В жилой комнате было много вместительных сундуков, наполненных одеждой и тканями, на кроватях — стеганые одеяла, на окнах — широкие тяжелые занавеси; деревянные потолочные балки и каминная доска натирались воском. К этой комнате примыкали две другие, меньшие по размеру, — детские. Через окно можно было увидеть сад, несколько соседних крыш, вдалеке — панораму города и часть сельской округи. А еще — калитку в глубине сада, в стене из бурого кирпича, и ручей под ивами.

2

«Триумф Смерти» сейчас находится в Мадриде, «Падение ангелов» — в Брюсселе, «Безумная Грета» (Dulle Griet) — в Антверпене. А ведь в какой-то момент — в тот год, когда Брейгель поселился на Верхней улице, — эти три поразительных по своей интенсивности картины висели рядом в его мастерской. Правда, он мало кого туда допускал: только самых близких друзей или приехавшего издалека собрата-художника. Да и то иногда задергивал занавеску перед еще не законченной работой. Он не любил объяснять значение своих произведений. «Разве это не очевидно? — говорил он. — А если смысл образов не очевиден, то не есть ли сие знак, что в них намеренно была допущена некая неопределенность? Часто бывает так, что картина имеет не один смысл, а несколько». Тем, кто настаивал, чтобы он дал им ключ к своим композициям, чтобы указал ту деталь, которая меняет все восприятие и которую нипочем не заметишь, если художник сам не обратит на нее твое внимание, Брейгель отвечал словами Бакбюка: «Если хотите, чтоб ваше дело удалось, не пользуйтесь услугами переводчика». Объяснялось ли такое его поведение вынужденной осторожностью — ведь он жил в эпоху костров и религиозных междоусобиц? Или, как полагал ван Мандер, ему просто нравилось поддразнивать, подзадоривать гостей? Или он чувствовал, что должен оберегать тайну вещей, которые понятны для посвященных, но темны и невразумительны для всех остальных? Ван Мандер в последней строке своего описания жизни Брейгеля говорит: «А еще он написал картину, которая называлась „Триумф Истины“. Сия картина, как он утверждал, была его лучшим творением». Об этом неизвестном шедевре — который, скорее всего, никогда и не существовал иначе как в воображении художника — мы знаем лишь то, что не можем его увидеть.
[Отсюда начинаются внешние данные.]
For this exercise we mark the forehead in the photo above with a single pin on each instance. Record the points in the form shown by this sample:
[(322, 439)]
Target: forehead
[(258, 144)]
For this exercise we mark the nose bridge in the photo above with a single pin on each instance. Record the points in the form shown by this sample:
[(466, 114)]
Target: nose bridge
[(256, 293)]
Незримая Истина пребывает именно там, в пространствах Духа, ибо торжествует, но никогда не являет нам лика своего; оставаясь недоступной, она тем более разжигает наше влечение к ней — она влечет нас к себе, даже когда мы блуждаем по худшим дорогам греха и лжи.
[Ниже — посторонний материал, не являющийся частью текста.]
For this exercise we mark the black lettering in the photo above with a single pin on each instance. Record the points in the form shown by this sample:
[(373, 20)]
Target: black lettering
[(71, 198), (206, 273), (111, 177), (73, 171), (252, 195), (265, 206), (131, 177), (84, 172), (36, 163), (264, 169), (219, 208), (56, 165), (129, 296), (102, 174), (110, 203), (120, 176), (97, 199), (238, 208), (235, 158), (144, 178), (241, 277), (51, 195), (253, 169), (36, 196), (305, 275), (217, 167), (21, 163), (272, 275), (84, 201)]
Вот они — на чердаке, который Брейгель превратил в свою мастерскую, — эти три картины. Я вижу, как они сияют в ночи. Мы никогда не постигнем — особенно если речь идет о таких шедеврах, — что происходит в тот период времени, когда они еще не ведомы никому, кроме самого художника. Когда в постели, бессонной ночью, он думает о них. Когда в темноте до него доходит их сияние — через все стены, перегородки, дощатый настил пола. Едва забрезжит день, на розовато-серой заре, он идет посмотреть на них еще раз. Этот визит художника к творению, из-за которого он не спал всю ночь, и есть его утренняя молитва. Порой Брейгель поднимается и среди ночи, когда его молодая жена еще спит; бесшумно, не зажигая света, он преодолевает несколько ступеней, ведущих в мастерскую, чтобы взглянуть на картину. Мне кажется, будто я тоже вхожу, пересекая полосы теней и лунного света, на этот чердак, где Брейгель, со свечой в руке, приближается к своим снам, запечатленным на деревянных досках, и очень внимательно их рассматривает. Они были здесь в те давнишние ночи — эти три картины, — их разделяло совсем небольшое пространство. Сегодня они сияют в трех разных музеях. Но как они сияли тогда — все вместе — теми брюссельскими ночами, в доме на Верхней улице!